Manufacturing gains momentum in August: survey

RBC PMI indicates a “robust improvement” in operating conditions.

September 2, 2014   by PLANT STAFF

Stronger domestic spending patterns boost  order books.  Photo: Thinkstock

Stronger domestic spending patterns boost order books.
Photo: Thinkstock

TORONTO — Canadian manufacturing has picked up the pace showing the fastest improvement in businesses conditions since November 2013, according to the RBC Canadian Manufacturing Purchasing Managers’ Index.

The RBC PMI, a monthly survey, conducted in association with Markit, a global financial information services company, and the Supply Chain Management Association (SCMA), is an early indicator of trends in the manufacturing sector.

Adjusted for seasonal influences, it registered 54.8 in August, up from 54.3 in July and comfortably above the 50.0 neutral baseline. It’s the highest reading for nine months and RBC says it indicates a “robust improvement” in operating conditions.

Output and new business growth both accelerated during August, while job creation hit its strongest level for 11 months. And cost pressures subsided to their weakest point so far this year, which RBC says contributed to a further moderation in factory gate price inflation during the latest survey period.


“The momentum in Canada’s manufacturing sector is clearly being sustained with the index registering the ninth consecutive month of improvement,” said Craig Wright, RBC’s senior vice-president and chief economist. “We expect Canadian manufacturers will continue to directly benefit from the strengthening US economy, which has made and will continue to make positive strides.”

Key findings include the following:

• Anecdotal evidence cited stronger domestic spending patterns with a boost to order books from higher export sales.
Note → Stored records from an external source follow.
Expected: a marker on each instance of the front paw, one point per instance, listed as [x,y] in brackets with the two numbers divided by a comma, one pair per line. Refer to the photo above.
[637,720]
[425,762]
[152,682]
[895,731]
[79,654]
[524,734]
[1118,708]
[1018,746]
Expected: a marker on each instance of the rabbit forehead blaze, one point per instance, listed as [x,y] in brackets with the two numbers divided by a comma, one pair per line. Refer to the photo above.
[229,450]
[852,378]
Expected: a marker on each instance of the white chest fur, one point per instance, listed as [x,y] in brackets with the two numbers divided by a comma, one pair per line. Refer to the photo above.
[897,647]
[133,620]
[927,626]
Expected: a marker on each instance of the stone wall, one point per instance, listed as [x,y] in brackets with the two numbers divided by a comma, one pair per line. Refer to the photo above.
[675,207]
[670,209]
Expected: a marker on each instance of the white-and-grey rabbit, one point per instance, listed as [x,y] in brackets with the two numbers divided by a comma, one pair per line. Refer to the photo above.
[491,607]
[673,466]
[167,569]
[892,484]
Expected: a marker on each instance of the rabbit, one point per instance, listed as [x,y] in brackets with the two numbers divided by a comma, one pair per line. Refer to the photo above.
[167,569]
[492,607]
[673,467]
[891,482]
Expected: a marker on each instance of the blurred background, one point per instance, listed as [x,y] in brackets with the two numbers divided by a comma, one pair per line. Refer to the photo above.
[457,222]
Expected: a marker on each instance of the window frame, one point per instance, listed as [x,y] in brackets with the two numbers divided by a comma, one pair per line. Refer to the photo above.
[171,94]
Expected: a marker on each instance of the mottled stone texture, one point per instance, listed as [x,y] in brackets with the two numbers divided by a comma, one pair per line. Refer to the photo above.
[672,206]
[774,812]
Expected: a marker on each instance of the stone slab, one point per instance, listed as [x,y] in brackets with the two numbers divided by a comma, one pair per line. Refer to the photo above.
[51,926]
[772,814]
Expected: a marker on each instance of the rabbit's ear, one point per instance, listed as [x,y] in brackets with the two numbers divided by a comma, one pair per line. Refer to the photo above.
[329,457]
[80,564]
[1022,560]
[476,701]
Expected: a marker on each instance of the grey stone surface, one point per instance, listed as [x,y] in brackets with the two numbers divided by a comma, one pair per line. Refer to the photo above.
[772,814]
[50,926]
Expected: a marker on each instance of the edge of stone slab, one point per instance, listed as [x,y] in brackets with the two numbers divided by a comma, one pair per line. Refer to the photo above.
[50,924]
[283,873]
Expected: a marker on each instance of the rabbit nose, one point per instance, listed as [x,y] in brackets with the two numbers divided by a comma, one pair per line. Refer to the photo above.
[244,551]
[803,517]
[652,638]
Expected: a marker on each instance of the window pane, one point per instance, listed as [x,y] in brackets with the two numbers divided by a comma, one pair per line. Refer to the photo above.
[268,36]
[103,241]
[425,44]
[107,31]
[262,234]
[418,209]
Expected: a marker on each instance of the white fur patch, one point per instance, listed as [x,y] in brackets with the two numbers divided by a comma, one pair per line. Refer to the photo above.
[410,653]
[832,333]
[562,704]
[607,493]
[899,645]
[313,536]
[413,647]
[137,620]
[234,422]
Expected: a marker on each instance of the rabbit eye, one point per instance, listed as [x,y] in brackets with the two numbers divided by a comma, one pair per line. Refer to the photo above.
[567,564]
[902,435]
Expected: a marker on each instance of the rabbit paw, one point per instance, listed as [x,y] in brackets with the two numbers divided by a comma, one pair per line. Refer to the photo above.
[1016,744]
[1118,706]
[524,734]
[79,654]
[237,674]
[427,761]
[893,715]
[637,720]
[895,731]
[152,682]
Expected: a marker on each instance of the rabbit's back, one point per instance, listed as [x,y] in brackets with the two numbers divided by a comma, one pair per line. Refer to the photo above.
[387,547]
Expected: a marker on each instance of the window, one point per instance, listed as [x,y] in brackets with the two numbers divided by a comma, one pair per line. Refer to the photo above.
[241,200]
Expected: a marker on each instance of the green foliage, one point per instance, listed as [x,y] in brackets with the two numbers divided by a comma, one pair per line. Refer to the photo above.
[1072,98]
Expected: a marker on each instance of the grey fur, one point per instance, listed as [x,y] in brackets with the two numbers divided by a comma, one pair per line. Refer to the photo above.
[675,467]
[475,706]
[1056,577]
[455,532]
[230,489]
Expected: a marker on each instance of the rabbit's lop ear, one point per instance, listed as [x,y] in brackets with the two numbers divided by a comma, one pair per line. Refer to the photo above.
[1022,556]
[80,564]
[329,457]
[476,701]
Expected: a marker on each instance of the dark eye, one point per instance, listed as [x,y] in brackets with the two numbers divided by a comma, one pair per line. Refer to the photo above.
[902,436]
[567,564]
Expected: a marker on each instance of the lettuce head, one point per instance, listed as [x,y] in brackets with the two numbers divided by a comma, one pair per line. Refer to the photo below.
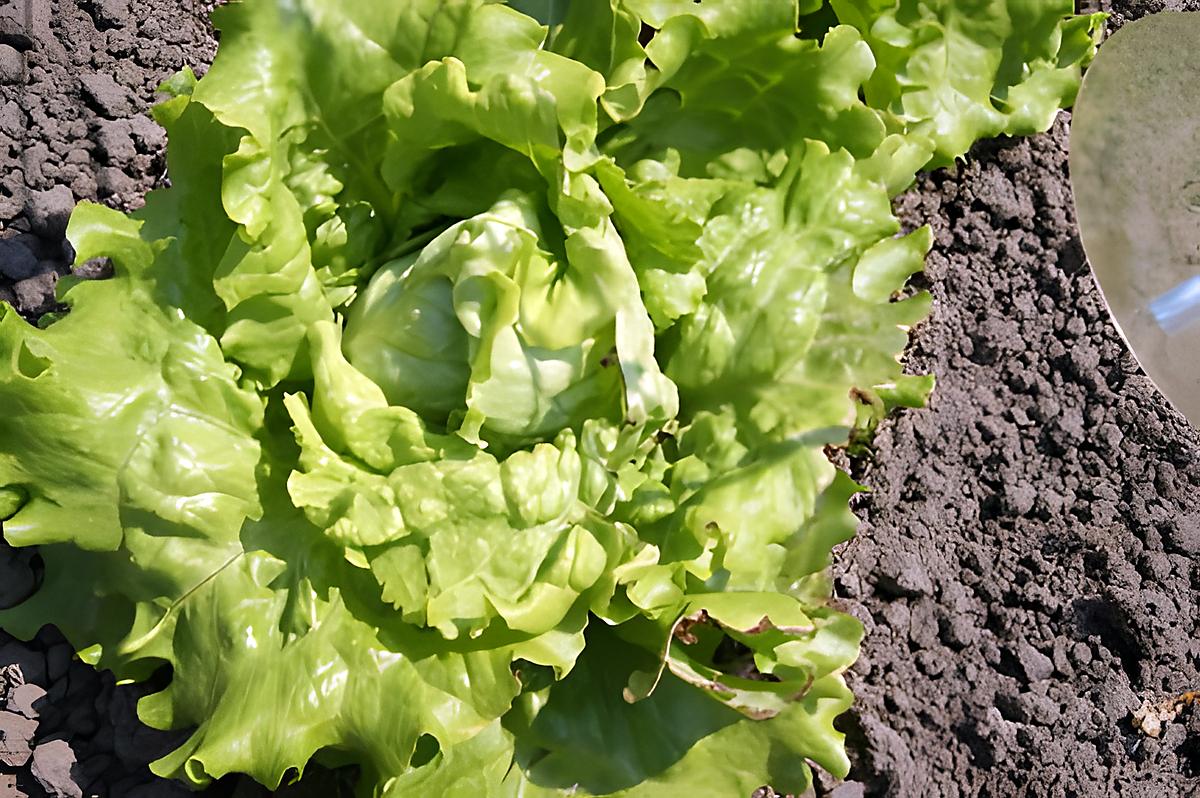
[461,411]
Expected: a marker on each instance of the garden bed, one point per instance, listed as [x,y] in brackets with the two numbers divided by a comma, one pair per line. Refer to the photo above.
[1027,563]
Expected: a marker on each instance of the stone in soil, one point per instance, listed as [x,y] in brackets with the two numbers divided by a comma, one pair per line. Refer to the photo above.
[16,732]
[53,765]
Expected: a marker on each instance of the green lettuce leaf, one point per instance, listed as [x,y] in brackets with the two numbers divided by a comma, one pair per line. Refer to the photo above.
[461,409]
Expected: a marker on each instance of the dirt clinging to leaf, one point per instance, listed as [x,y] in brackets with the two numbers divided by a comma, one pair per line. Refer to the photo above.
[1029,565]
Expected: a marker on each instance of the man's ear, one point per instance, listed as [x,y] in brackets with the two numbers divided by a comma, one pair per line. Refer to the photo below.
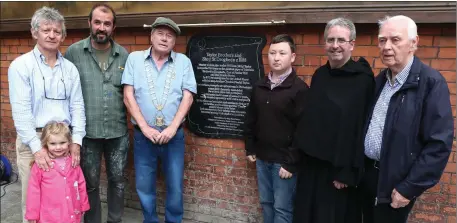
[34,34]
[415,43]
[293,57]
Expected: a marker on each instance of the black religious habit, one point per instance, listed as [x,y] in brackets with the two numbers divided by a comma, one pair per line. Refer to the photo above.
[330,134]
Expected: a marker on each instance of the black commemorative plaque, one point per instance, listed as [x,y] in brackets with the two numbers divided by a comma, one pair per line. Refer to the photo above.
[226,68]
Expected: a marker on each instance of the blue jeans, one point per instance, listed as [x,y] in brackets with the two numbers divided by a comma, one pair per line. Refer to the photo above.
[146,155]
[276,194]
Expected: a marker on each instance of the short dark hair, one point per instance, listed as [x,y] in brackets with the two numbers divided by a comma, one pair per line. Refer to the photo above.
[284,38]
[105,7]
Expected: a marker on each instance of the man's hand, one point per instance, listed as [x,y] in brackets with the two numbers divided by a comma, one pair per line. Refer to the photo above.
[251,158]
[284,174]
[150,133]
[75,154]
[42,159]
[398,201]
[166,135]
[339,185]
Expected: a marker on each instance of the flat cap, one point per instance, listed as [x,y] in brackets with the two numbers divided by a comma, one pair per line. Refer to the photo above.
[162,21]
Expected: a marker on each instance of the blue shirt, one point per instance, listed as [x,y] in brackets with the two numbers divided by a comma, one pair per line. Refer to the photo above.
[373,139]
[29,76]
[183,79]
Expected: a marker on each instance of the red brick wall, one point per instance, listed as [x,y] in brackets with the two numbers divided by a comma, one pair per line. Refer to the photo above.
[220,186]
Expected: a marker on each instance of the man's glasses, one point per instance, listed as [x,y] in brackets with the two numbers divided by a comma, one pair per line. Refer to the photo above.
[339,41]
[44,84]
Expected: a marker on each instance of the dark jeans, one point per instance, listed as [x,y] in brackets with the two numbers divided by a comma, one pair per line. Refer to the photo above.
[276,194]
[115,153]
[146,155]
[380,213]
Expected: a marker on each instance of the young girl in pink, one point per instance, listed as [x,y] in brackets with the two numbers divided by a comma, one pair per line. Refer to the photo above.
[58,195]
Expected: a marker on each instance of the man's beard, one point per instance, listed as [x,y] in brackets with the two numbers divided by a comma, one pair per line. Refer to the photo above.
[98,40]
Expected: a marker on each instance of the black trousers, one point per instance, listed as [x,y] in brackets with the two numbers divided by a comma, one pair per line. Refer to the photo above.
[115,153]
[380,213]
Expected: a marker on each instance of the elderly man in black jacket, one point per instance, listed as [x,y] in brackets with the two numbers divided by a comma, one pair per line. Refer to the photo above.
[410,129]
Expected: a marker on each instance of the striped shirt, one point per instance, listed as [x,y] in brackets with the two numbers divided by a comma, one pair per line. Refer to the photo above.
[29,76]
[373,139]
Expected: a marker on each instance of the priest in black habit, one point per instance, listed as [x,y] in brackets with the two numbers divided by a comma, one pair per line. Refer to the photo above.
[330,132]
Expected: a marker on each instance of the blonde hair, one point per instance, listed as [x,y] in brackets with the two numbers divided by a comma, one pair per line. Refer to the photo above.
[55,128]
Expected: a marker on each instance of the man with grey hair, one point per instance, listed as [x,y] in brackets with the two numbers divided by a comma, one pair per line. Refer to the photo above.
[409,130]
[158,91]
[330,132]
[44,86]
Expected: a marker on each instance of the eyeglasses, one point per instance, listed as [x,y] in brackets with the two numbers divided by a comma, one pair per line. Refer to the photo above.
[51,98]
[339,41]
[44,84]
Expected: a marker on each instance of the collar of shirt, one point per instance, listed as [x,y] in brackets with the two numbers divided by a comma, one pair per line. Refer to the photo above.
[87,45]
[37,53]
[282,77]
[401,77]
[147,55]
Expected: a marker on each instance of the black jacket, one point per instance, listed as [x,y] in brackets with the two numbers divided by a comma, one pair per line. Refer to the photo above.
[271,119]
[332,126]
[418,133]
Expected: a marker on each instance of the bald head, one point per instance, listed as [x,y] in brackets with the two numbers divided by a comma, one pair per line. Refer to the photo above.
[403,22]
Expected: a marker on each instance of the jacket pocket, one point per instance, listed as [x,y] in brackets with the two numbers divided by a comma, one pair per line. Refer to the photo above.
[76,198]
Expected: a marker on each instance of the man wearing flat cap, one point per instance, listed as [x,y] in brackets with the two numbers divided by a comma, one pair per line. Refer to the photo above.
[158,91]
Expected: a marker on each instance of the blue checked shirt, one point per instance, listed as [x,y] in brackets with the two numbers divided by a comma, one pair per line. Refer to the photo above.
[373,139]
[135,75]
[28,76]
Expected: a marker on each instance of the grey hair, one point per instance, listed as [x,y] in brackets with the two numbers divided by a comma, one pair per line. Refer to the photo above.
[48,15]
[411,25]
[343,22]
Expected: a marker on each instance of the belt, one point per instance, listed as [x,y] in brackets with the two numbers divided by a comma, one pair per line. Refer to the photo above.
[371,163]
[161,128]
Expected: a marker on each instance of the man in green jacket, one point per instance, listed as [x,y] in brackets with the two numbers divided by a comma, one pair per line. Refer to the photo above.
[100,62]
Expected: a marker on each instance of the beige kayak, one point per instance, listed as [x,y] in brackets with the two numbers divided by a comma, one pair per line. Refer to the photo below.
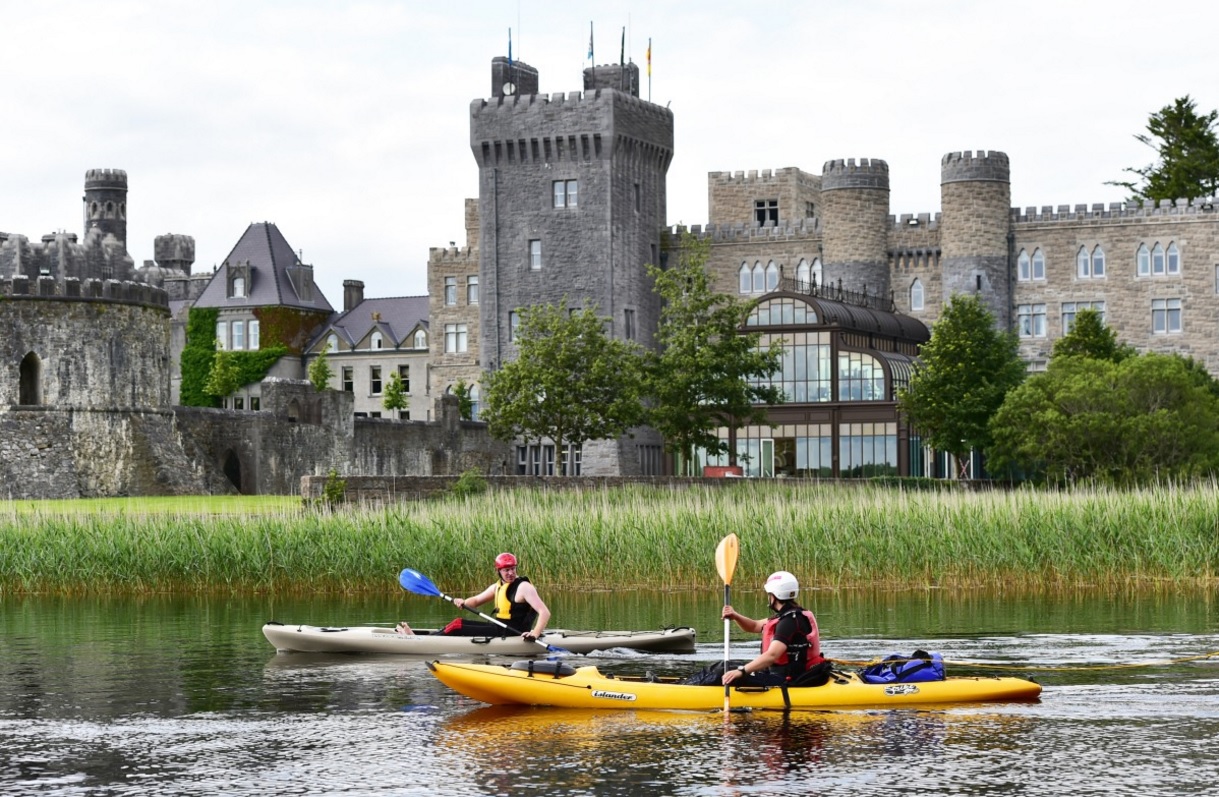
[312,639]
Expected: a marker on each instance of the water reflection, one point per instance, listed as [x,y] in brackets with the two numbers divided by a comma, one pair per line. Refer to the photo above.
[183,696]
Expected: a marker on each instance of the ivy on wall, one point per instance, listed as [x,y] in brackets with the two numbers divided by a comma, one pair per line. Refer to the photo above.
[196,357]
[251,366]
[288,325]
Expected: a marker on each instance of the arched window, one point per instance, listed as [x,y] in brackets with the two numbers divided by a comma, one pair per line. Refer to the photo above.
[803,276]
[861,377]
[772,277]
[31,389]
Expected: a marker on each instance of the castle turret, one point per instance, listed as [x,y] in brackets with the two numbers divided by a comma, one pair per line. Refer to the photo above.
[855,216]
[975,196]
[572,201]
[174,252]
[105,202]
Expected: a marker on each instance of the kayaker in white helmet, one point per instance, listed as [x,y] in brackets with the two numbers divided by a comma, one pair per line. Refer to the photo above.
[790,640]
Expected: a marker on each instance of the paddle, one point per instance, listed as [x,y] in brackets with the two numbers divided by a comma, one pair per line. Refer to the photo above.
[415,581]
[725,562]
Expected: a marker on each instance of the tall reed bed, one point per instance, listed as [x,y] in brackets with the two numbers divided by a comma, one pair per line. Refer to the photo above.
[833,536]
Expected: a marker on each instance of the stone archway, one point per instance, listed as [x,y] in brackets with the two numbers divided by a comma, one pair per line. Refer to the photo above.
[233,469]
[31,390]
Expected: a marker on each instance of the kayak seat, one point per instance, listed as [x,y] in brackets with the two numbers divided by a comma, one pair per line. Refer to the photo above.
[558,669]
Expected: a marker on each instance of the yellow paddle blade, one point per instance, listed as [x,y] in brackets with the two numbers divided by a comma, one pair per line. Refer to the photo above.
[725,557]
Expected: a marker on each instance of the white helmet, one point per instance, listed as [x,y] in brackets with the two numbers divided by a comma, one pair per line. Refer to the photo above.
[783,585]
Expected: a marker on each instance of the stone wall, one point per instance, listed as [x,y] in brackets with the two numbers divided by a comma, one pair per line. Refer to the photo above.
[104,352]
[46,452]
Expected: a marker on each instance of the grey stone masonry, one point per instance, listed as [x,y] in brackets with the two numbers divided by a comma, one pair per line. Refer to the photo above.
[855,230]
[613,151]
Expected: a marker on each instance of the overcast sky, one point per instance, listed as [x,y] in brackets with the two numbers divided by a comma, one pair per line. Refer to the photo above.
[346,123]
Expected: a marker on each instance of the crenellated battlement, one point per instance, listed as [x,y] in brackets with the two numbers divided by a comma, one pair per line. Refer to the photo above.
[972,167]
[745,233]
[914,221]
[105,178]
[1117,211]
[760,177]
[847,173]
[536,105]
[451,254]
[104,290]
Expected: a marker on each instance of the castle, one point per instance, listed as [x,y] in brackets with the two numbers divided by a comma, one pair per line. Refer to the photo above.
[571,207]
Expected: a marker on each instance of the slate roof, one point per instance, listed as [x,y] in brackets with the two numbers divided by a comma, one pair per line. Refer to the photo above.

August data pointed to the most marked increase in new work from abroad since March, with a number of manufacturers attributing the rise to greater spending by clients in the US.

• A sustained improvement in new business inflows continued to encourage job creation across the manufacturing sector. Employment numbers rose for the seventh month in a row, and at the strongest rate since September 2013. In turn, increased staffing levels helped slow the pace of backlog accumulation at manufacturing companies in August.

• Greater production schedules resulted in a robust expansion of input buying. Pre-production stocks were accumulated for the first time in four months, while finished goods inventories were depleted at a marginal pace. Strong demand for raw materials contributed to a further lengthening of suppliers’ delivery times during the month.

• Average input prices increasing at the slowest pace since December 2013. Reduced cost pressures in turn contributed to the weakest rise in factory gate charges for nine months.

• Alberta and BC recorded the sharpest improvement in business conditions.

• Manufacturing employment numbers continued to increase in all four regions

• New export order gains were strongest in Alberta and BC, followed by Ontario.
Input cost inflation eased in all four regions during August

The report is based on data compiled from monthly replies to questionnaires sent to purchasing executives from more than 400 industrial companies.